Em primeiro lugar, o tempo tomado. Segundo, o impacto do processo. Talvez as pessoas não tenham memória disso, mas este caso teve uma projeção mediática talvez equivalente ao processo Sócrates. Nunca tinha havido nada assim. Foi absolutamente avassalador. Tomou conta do país, distraiu o país. Acho que muita da criminalidade económica que prosperou durante os anos 2000 foi à conta da justiça andar distraída com o processo Casa Pia. E depois obrigou-me a fazer investigações pessoais que nunca tinha feito, como ir aos locais procurar pessoas. Não tínhamos outra maneira de fazer.

Investigou, recolheu material, reconheceu locais, tirou fotografias, ouviu pessoas, fez tudo sozinho?
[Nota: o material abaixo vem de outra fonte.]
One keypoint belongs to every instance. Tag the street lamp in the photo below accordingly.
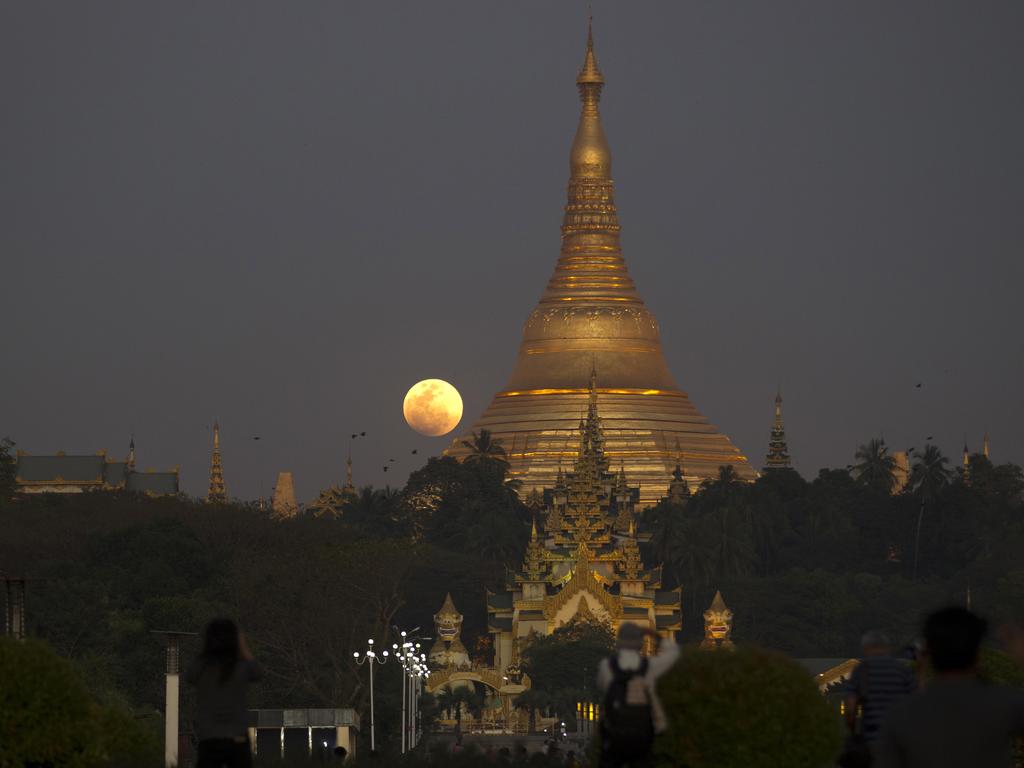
(414, 670)
(371, 657)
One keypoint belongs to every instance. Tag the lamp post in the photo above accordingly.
(171, 693)
(371, 657)
(14, 624)
(413, 670)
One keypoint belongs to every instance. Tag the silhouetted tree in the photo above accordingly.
(875, 467)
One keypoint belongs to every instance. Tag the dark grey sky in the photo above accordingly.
(285, 214)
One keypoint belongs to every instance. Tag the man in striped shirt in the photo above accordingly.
(877, 683)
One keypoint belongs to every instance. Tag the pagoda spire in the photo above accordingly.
(778, 451)
(591, 315)
(217, 492)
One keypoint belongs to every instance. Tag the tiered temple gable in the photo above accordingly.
(585, 562)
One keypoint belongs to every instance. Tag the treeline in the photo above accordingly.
(107, 568)
(806, 566)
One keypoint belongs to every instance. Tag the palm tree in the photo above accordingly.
(929, 475)
(875, 467)
(484, 446)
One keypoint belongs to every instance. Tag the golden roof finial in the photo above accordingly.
(591, 156)
(590, 74)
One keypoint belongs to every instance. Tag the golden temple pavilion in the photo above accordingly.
(586, 562)
(591, 315)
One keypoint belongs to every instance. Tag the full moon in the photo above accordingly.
(432, 408)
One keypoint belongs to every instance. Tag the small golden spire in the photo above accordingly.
(217, 492)
(590, 74)
(591, 156)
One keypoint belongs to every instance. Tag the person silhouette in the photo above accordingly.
(221, 675)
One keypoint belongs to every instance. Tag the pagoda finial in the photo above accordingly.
(591, 156)
(217, 492)
(590, 74)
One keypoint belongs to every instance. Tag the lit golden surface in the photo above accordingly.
(591, 316)
(432, 408)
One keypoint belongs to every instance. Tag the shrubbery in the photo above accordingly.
(47, 717)
(744, 708)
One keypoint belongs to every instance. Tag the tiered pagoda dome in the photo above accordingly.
(592, 317)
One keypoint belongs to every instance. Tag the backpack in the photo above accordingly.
(628, 725)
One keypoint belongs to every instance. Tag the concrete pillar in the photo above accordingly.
(341, 738)
(15, 607)
(171, 701)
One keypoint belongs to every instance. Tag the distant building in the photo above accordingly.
(332, 501)
(284, 504)
(64, 473)
(217, 493)
(778, 451)
(586, 562)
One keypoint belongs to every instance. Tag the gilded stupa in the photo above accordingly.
(592, 317)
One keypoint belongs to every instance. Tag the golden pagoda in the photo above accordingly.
(591, 316)
(587, 563)
(218, 492)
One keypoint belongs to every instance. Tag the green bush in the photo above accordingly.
(47, 717)
(744, 708)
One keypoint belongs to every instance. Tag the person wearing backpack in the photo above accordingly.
(632, 713)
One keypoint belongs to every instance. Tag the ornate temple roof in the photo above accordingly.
(591, 519)
(74, 473)
(592, 315)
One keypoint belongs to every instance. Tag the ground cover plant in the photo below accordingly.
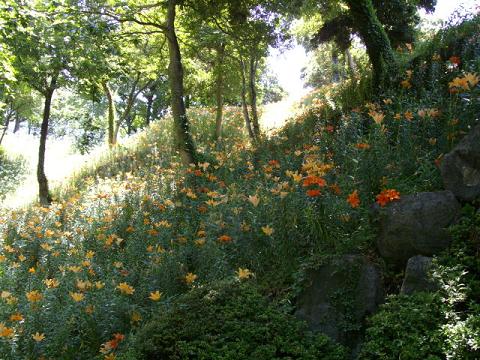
(143, 256)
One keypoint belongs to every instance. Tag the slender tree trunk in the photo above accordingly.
(183, 138)
(8, 117)
(246, 115)
(111, 114)
(219, 92)
(335, 72)
(149, 108)
(378, 45)
(253, 95)
(18, 121)
(43, 191)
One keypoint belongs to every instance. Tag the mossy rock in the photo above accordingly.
(229, 321)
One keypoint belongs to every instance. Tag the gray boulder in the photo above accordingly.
(338, 297)
(417, 277)
(460, 168)
(416, 225)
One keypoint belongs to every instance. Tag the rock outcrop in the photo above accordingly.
(417, 277)
(338, 297)
(460, 168)
(416, 225)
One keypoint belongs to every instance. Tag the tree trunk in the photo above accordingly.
(8, 116)
(183, 138)
(43, 191)
(378, 45)
(149, 107)
(111, 114)
(219, 92)
(246, 115)
(18, 121)
(335, 72)
(253, 95)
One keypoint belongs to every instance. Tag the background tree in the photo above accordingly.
(43, 44)
(380, 24)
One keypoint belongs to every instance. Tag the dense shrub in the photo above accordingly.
(12, 171)
(444, 325)
(406, 327)
(231, 321)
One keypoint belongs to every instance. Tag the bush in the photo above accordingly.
(445, 325)
(12, 171)
(231, 321)
(406, 327)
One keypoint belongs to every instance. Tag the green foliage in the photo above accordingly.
(229, 321)
(406, 327)
(12, 172)
(442, 325)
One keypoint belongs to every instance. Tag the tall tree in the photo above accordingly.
(381, 25)
(43, 44)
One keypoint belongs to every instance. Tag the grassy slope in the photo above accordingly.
(93, 260)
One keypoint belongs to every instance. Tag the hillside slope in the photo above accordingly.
(143, 258)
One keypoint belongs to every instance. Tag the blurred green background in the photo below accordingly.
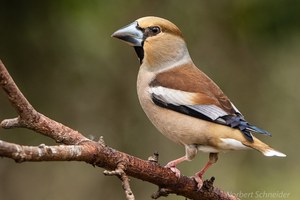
(62, 57)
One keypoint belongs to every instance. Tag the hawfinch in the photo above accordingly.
(181, 101)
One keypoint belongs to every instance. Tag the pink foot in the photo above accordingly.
(174, 169)
(173, 163)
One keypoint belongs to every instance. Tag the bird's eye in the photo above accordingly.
(154, 29)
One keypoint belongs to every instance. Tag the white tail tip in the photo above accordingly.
(272, 152)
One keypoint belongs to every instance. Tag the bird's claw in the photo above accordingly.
(174, 169)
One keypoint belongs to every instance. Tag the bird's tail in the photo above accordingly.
(263, 148)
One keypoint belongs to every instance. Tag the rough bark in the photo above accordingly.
(73, 146)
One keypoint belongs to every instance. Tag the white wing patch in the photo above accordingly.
(232, 144)
(211, 111)
(172, 96)
(182, 98)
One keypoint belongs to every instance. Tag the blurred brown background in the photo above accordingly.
(62, 57)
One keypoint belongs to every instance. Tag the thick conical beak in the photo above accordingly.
(131, 34)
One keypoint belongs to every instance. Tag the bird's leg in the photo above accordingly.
(213, 157)
(172, 165)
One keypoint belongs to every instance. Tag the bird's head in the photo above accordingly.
(158, 42)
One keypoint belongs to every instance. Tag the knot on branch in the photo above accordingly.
(154, 157)
(120, 173)
(161, 192)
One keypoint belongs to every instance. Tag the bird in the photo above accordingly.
(181, 101)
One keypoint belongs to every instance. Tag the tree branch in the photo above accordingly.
(75, 147)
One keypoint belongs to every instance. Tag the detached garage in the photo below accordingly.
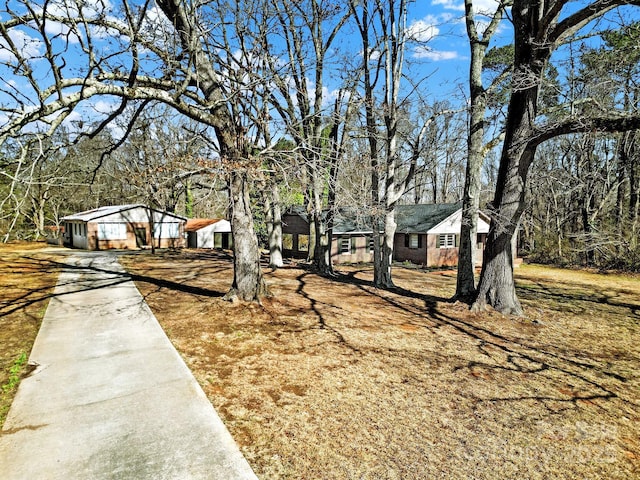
(209, 233)
(123, 227)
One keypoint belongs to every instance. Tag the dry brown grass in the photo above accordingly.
(333, 379)
(27, 277)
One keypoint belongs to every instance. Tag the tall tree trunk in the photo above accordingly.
(496, 286)
(248, 281)
(465, 284)
(274, 225)
(382, 268)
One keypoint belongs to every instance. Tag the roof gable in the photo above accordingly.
(422, 218)
(102, 212)
(195, 224)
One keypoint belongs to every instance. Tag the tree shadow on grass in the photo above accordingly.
(521, 357)
(108, 277)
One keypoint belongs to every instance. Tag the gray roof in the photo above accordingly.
(410, 218)
(422, 218)
(90, 215)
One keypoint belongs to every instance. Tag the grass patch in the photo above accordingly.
(27, 276)
(336, 379)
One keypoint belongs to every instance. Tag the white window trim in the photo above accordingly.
(446, 240)
(166, 230)
(342, 243)
(112, 231)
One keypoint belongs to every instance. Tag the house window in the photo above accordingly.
(303, 243)
(166, 230)
(413, 240)
(112, 231)
(345, 245)
(446, 240)
(287, 241)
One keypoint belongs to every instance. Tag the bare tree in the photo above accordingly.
(538, 30)
(393, 157)
(476, 148)
(165, 52)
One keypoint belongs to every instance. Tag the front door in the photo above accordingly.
(141, 237)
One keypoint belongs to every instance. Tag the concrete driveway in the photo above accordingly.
(111, 398)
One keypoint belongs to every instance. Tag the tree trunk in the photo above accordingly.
(466, 284)
(274, 225)
(382, 264)
(248, 283)
(496, 286)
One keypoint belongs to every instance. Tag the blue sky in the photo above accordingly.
(441, 57)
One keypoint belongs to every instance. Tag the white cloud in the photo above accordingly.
(449, 4)
(434, 55)
(27, 47)
(482, 7)
(423, 30)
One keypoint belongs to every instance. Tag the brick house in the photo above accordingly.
(426, 235)
(123, 227)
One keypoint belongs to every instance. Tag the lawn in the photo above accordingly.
(334, 379)
(27, 277)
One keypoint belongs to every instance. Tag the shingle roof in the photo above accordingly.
(422, 218)
(409, 218)
(100, 212)
(194, 224)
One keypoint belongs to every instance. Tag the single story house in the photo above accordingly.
(209, 233)
(123, 227)
(426, 235)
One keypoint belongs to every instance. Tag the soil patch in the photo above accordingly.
(336, 379)
(28, 274)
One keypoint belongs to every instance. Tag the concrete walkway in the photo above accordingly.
(111, 398)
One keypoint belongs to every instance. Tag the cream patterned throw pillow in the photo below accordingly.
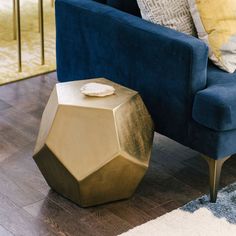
(215, 21)
(174, 14)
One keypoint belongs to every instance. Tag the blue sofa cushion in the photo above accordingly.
(129, 6)
(215, 106)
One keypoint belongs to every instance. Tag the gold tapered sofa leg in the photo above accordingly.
(215, 167)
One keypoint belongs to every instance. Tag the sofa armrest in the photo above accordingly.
(165, 66)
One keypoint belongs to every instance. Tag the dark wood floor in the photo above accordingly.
(28, 206)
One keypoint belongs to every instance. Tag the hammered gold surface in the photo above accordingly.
(104, 144)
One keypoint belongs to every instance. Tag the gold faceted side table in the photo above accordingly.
(94, 150)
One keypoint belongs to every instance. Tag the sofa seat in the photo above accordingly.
(215, 106)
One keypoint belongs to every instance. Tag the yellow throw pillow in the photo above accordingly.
(215, 21)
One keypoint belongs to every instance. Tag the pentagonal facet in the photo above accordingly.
(94, 150)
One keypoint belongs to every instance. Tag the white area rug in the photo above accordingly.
(197, 218)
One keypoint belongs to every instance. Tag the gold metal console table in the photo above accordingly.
(17, 30)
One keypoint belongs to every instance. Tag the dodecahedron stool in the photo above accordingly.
(94, 150)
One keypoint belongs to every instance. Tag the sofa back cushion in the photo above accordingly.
(129, 6)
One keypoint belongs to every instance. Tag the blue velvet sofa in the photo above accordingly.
(190, 100)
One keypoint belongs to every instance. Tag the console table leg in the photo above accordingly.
(14, 19)
(18, 32)
(41, 31)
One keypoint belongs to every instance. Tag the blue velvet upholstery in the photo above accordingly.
(169, 69)
(215, 106)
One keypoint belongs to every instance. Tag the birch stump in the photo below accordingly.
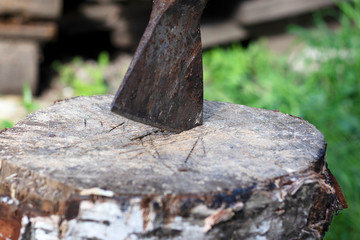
(77, 171)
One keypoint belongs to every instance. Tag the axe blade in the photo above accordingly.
(163, 86)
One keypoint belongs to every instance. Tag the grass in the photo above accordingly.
(326, 93)
(5, 124)
(83, 78)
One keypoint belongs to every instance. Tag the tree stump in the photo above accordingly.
(77, 171)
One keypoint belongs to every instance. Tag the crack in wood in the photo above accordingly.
(191, 151)
(117, 126)
(144, 135)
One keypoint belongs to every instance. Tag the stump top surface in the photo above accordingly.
(81, 143)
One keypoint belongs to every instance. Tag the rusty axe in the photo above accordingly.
(163, 86)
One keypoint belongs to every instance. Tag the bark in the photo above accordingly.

Fiz sozinho. Em algumas diligências fui acompanhado pelo Dr. Serra Lopes. Lembro-me de que a primeira vez que fomos ao prédio da Av. das Forças Armadas, onde supostamente ocorreram os abusos, o Dr. Serra Lopes tinha uma máquina fotográfica muito sofisticada, ele adora gadgets, mas não foi capaz de trabalhar com a máquina e usámos a Polaroid que tinha levado. Ainda tenho aqui as fotos.

Quais fotos?

Da casa de uma senhora enfermeira, onde supostamente o Carlos Cruz teria abusado de um jovem. Das portas do andar de baixo, que eram todas iguais, e da porta da vizinha da dita senhora enfermeira, que tinha uma porta diferente, um dos rapazes quando identificou o local disse que se lembrava perfeitamente do andar porque havia duas portas diferentes. Ele tinha entrado pela porta escura igual às dos outros andares. Mais tarde vim a saber pela investigação que fiz que esta porta tinha sido mudada anos depois da dita data em que ele supostamente teria sido abusado. Ele estava a construir uma história.

Ele quem?

O Francisco Guerra. É uma figura absolutamente extraordinária, que salta de mentira para mentira. Portanto, chegou lá e construiu uma história, mas a mentira tem perna curta. Mas naquele prédio há outra porta célebre por onde ele dizia que o Carlos Cruz teria entrado. Na altura em que ele foi ao prédio com a polícia, essa porta estava aberta e dava para uma empresa de estafetas. Na altura em que os abusos terão acontecido, vim a saber que a porta estava fechada. Mas a ser verdade, o Cruz teria de ter um cúmplice na empresa que lhe fosse abrir a porta quando ele lá fosse de noite. As fotografias e o que vim a apurar deram para perceber como tinha sido fantasiosa a construção do processo, em que quase nada é verdade.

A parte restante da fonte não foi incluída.